Avonte's mother continues search with new headquarters

NEW YORK

"Every day I wake up and he's on my mind to find him," said Vanessa Fontaine, Avonte's mother.

Vanessa Fontaine has no doubt.

She remains convinced that her son, Avonte Oquendo, is alive.

Not living on the bitter-cold, windswept streets of New York City, but in someone's home, and she's determined to get him back.

"If you have him, just let him go, return him. Put him in a public place with a note saying, 'This is the child missing, call 911', and they can walk away, I just want my child back," Fontaine said.

Avonte was last seen leaving his school in Long Island City two months ago. He is 14 years old and severely autistic.

An intensive search in the days that followed was fruitless.

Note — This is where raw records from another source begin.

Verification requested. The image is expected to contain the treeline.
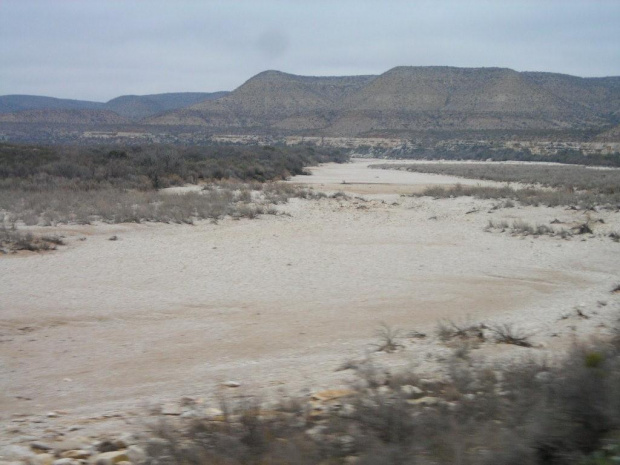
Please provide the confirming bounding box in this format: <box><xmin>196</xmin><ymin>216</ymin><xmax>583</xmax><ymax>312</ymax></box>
<box><xmin>384</xmin><ymin>145</ymin><xmax>620</xmax><ymax>167</ymax></box>
<box><xmin>0</xmin><ymin>144</ymin><xmax>348</xmax><ymax>190</ymax></box>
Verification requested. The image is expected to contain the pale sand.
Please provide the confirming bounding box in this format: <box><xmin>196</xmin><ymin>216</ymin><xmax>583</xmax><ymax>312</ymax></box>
<box><xmin>0</xmin><ymin>160</ymin><xmax>620</xmax><ymax>436</ymax></box>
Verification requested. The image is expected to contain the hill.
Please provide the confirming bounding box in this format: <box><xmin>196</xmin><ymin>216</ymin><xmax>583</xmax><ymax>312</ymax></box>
<box><xmin>146</xmin><ymin>67</ymin><xmax>620</xmax><ymax>136</ymax></box>
<box><xmin>0</xmin><ymin>109</ymin><xmax>131</xmax><ymax>125</ymax></box>
<box><xmin>103</xmin><ymin>92</ymin><xmax>228</xmax><ymax>120</ymax></box>
<box><xmin>0</xmin><ymin>95</ymin><xmax>104</xmax><ymax>113</ymax></box>
<box><xmin>148</xmin><ymin>71</ymin><xmax>375</xmax><ymax>129</ymax></box>
<box><xmin>0</xmin><ymin>92</ymin><xmax>228</xmax><ymax>121</ymax></box>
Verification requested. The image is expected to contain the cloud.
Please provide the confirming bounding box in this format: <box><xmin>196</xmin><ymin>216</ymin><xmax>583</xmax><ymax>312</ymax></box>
<box><xmin>0</xmin><ymin>0</ymin><xmax>620</xmax><ymax>100</ymax></box>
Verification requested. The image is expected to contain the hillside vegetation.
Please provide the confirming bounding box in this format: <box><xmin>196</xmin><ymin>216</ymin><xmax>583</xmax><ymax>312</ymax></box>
<box><xmin>0</xmin><ymin>140</ymin><xmax>347</xmax><ymax>230</ymax></box>
<box><xmin>148</xmin><ymin>67</ymin><xmax>620</xmax><ymax>136</ymax></box>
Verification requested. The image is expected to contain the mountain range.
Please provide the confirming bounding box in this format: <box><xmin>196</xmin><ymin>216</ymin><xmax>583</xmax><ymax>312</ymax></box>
<box><xmin>0</xmin><ymin>66</ymin><xmax>620</xmax><ymax>137</ymax></box>
<box><xmin>0</xmin><ymin>92</ymin><xmax>228</xmax><ymax>122</ymax></box>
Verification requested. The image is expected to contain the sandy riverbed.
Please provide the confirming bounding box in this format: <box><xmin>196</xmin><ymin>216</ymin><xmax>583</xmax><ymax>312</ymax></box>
<box><xmin>0</xmin><ymin>160</ymin><xmax>620</xmax><ymax>438</ymax></box>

Volunteers have plastered the city with posters while others have manned telephone banks.

His mother has taken a leave of absence from her job with an insurance firm, and is using her life savings to open a search headquarters in a tiny apartment in Astoria.

"I want people to know that this boy is still missing," Fontaine said, "Take a moment to look in a child's face and say you know that this could be the kid. He could have passed on by you and you wouldn't even know it."

"I just can't imagine what the family's going through," a Queens resident said.

"I do think about it. I see the signs in the subway all the time, sometimes they still make announcements. I hope he turns up," another resident said.

Vanessa Fontaine says she speaks with detectives every day. Anybody with is urged to call the NYPD. There's a $95,000 reward.